Por fim, mas não menos importante, a 5G também irá endereçar o longo alcance para áreas pouco densas, como as rurais. “Hoje, a distância máxima de alcance de conexão é de 10km. A 5G considera incrementar essa distância para 50km a 70km”, conclui o diretor do MCTIC.

Câmara Agro 4.0
Além da chegada do 5G, o Governo Federal, através de uma iniciativa entre as pastas do Ministério da Ciência, Tecnologia, Inovações e Comunicações (MCTIC) e o Ministério da Agricultura, Pecuária e Abastecimento (MAPA) anunciou recentemente a criação da Câmara Agro 4.0 como parte do Plano Nacional de Internet das Coisas. A proposta dessa iniciativa é promover ações de expansão da internet no campo e a aquisição de tecnologias e serviços inovadores no ambiente rural.

Com um Conselho Superior formado por representantes do MAPA, MCTIC, da Confederação da Agricultura e Pecuária do Brasil (CNA) e da Organização das Cooperativas Brasileiras (OCB), a Câmara 4.0 possui quatro grupos de trabalho, focados nos seguintes eixos: desenvolvimento tecnológico e inovação; capital humano; cadeias produtivas e desenvolvimento de fornecedores; regulação, normalização técnica e infraestrutura.

O plano de ação para o período de 2019-22 foi aprovado em setembro e visa alavancar o uso de conceitos e práticas relacionados à Indústria 4.0 no Brasil.

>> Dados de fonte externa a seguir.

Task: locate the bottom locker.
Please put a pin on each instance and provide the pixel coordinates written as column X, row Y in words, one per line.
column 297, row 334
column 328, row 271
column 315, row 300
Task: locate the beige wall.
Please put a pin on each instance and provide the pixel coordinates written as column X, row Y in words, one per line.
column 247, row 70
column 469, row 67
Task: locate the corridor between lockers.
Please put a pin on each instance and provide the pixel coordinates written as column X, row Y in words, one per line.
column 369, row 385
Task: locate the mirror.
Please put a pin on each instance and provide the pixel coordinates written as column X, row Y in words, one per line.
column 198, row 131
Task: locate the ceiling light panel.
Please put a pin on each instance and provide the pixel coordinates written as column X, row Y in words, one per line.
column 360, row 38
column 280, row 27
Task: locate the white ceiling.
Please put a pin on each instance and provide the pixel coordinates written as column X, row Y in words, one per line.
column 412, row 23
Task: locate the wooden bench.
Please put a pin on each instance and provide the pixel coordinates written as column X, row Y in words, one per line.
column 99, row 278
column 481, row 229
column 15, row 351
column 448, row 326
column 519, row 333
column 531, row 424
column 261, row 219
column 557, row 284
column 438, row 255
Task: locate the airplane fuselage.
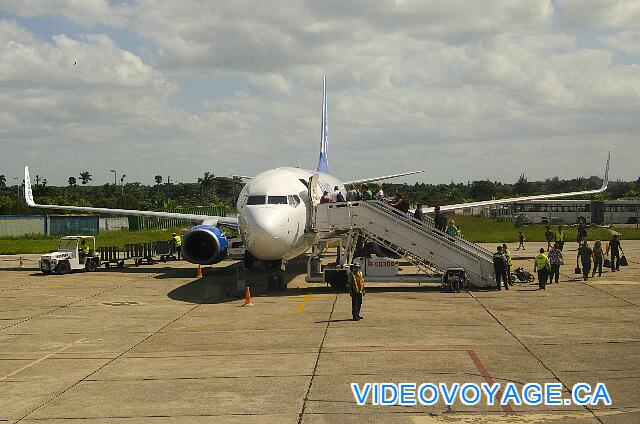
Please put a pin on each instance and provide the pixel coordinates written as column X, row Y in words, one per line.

Outros objetivos são melhorar a inserção do País nas cadeias globais de valor e introduzir o uso de tecnologias da manufatura avançada nas pequenas e médias empresas.

Uma das ações já feitas pela Câmara foi o mapeamento dos hubs de inovação e das maiores e menores concentrações de conectividade no País. “A ideia foi cruzar as informações para determinar por onde o trabalho deve iniciar, especialmente nas áreas menos privilegiadas”, finaliza Gontijo.